As the world deals with this pandemic, so does India. On the 24th March the government ordered a nationwide lockdown to limit the movement of 1.3 billion people – the largest of its kind in the world. It has been effective. Citizens are pulling together to respect the advice and stay indoors. We’re supporting our community by donating money, distributing essentials to those in need and shopping for our elderly neighbors.

women rolling out naan bread
"The greatness of humanity is not in being human, but in being humane." - Mahatma Gandhi

Here in India, we believe that being kind to others and showing compassion is what makes us human. In a time fraught with uncertainty, people from all walks of life have come together to support each other and pursue a common goal for a healthy, peaceful world.

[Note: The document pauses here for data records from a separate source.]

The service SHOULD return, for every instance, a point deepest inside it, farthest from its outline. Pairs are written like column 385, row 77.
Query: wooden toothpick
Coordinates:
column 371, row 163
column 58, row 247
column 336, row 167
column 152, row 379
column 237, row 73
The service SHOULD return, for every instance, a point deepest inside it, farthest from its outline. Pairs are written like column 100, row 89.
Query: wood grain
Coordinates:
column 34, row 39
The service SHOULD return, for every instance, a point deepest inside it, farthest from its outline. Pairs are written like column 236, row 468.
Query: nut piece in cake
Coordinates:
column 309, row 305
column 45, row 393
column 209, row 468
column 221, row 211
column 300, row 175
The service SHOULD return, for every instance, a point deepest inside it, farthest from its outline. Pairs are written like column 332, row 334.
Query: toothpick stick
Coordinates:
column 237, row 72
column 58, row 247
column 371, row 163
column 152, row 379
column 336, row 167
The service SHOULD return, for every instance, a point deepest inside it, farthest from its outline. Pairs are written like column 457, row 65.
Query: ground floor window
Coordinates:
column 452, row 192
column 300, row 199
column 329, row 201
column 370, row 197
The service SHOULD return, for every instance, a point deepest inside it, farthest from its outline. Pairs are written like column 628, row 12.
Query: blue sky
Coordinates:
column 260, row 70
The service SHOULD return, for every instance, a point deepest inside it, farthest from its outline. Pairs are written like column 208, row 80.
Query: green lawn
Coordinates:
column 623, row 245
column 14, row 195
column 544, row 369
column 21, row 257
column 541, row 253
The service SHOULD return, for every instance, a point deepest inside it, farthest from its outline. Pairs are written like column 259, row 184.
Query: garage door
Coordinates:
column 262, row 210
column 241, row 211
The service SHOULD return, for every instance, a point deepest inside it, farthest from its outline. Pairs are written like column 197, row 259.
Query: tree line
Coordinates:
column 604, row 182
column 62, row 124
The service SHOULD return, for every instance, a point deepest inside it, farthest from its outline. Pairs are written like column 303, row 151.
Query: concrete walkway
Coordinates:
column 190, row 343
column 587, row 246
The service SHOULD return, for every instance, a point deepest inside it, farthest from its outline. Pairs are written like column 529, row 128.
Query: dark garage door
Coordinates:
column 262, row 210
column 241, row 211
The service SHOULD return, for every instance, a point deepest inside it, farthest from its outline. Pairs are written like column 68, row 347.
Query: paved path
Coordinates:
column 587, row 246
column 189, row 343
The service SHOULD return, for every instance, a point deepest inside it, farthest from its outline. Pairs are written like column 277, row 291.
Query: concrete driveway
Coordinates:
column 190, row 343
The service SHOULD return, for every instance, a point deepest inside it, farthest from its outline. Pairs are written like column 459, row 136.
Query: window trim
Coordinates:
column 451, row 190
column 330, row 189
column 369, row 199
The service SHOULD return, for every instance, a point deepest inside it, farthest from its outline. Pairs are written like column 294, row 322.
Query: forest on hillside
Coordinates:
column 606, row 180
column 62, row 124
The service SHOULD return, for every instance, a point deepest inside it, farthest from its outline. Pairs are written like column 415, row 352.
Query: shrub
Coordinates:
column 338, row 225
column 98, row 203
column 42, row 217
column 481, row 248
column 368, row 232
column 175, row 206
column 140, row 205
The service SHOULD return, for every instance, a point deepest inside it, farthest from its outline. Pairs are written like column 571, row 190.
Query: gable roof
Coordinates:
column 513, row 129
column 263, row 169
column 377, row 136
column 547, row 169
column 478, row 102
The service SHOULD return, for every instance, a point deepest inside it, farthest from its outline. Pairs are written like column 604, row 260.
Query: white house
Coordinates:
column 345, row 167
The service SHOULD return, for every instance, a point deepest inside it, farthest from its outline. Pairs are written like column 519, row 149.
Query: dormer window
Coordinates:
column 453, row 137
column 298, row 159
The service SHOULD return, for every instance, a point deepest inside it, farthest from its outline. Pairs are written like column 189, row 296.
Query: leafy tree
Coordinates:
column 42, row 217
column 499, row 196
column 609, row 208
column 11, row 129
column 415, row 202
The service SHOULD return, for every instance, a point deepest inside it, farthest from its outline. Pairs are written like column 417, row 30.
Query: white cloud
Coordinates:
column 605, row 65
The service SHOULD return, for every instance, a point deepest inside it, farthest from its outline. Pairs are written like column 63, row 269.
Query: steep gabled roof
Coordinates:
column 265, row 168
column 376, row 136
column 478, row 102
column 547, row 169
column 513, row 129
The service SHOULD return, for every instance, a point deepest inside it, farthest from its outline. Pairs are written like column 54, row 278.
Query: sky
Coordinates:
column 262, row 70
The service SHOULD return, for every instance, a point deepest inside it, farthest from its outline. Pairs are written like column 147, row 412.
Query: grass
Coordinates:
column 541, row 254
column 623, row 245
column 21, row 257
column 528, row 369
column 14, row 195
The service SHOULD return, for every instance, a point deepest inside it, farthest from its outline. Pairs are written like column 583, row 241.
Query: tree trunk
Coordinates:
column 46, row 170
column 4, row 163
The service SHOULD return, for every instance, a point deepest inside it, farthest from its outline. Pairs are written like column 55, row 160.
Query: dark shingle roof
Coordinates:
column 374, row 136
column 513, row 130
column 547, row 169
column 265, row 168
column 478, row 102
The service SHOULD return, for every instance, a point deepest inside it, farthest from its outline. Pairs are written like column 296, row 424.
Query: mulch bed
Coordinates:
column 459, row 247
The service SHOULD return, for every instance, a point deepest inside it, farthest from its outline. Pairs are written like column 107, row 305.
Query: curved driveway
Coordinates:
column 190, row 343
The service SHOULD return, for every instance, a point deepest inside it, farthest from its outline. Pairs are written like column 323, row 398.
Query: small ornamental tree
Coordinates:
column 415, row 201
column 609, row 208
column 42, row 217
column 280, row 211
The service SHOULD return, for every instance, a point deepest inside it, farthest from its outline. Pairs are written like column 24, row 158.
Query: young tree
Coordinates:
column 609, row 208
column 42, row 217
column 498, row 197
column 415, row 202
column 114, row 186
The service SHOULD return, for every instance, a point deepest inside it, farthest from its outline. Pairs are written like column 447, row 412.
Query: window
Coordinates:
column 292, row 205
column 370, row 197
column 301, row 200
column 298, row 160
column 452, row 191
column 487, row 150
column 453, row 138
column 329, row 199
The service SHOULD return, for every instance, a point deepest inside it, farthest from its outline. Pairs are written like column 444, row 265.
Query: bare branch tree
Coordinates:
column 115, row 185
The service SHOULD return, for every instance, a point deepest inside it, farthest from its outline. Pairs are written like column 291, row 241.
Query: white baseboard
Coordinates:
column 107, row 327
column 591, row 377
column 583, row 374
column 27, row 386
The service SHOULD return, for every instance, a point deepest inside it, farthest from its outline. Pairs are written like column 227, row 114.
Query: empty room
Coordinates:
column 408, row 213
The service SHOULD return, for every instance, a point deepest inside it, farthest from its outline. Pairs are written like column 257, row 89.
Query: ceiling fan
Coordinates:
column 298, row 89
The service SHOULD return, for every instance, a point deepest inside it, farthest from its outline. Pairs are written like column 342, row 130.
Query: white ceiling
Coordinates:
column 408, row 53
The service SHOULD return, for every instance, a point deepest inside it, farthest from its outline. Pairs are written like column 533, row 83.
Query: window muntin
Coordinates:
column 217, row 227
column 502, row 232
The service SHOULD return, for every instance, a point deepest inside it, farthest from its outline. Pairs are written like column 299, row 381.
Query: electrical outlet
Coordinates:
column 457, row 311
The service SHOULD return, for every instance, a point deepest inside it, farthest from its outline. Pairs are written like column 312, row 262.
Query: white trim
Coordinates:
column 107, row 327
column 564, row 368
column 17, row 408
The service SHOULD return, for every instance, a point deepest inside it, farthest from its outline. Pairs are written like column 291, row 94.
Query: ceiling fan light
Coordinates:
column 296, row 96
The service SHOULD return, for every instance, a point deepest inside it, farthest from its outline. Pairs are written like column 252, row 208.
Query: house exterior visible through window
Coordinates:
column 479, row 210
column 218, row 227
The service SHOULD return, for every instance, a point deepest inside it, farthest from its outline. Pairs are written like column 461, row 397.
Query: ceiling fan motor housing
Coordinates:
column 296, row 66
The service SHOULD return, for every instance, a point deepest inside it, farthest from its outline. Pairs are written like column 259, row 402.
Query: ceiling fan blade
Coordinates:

Communities from local temples, churches, mosques, gurudwaras and many other places of worship are working side-by-side in ways that we have never seen before. Together they are providing free meals for those in need, providing donations to relief efforts and using their voice to educate the public. They’re manufacturing masks, protective equipment and sanitizer for those on the frontline. I’m incredibly proud of my community’s efforts in this crisis. They embody our “unity in diversity” spirit and showcase our cultural values to the world.

An ancient Sanskrit saying, “Vasudhev Kutumbakam,” has resonated deeply with me during these times. It means “the world is one big family.” The current situation is affecting us all but we are working together towards a better future for one another.

two tour guides cooking
The team cooking up a feast pre-pandemic | Delhi & Kochi Urban Adventures

Amidst the challenges we currently face, we see hope in those around us. People are spending more time with loved ones. Others are spending time doing activities they love — hobbies like cooking, art or music. You can see it in their faces, they are happy despite the challenges we are facing. It is beautiful.

We are also reflecting on how we can be better as a society. In India, initiatives to support local businesses are gaining momentum. People are using hashtags like #godomestic and #golocal to encourage people to support the local economy. As we look toward the future, people are already making plans to visit local shops, restaurants and hotels so we can help them get back on their feet as quickly as possible. People are also pledging to visit cities they have never been to before as they realize the importance of tourism for our country, our people, and their own happiness.

My personal hope for the future is that we all have a greater appreciation for mother nature after the lockdown ends, taking action to better protect our environment and respect all forms of life. I also hope that we’ll continue to be kinder to each other and retain the heartwarming sense of community we’ve built during this crisis. If we do that, the world will be a better place.

An ancient Sanskrit saying, “Vasudhev Kutumbakam,” has resonated deeply with me during these times. It means “the world is one big family.” The current situation is affecting us all but we are working together towards a better future for one another.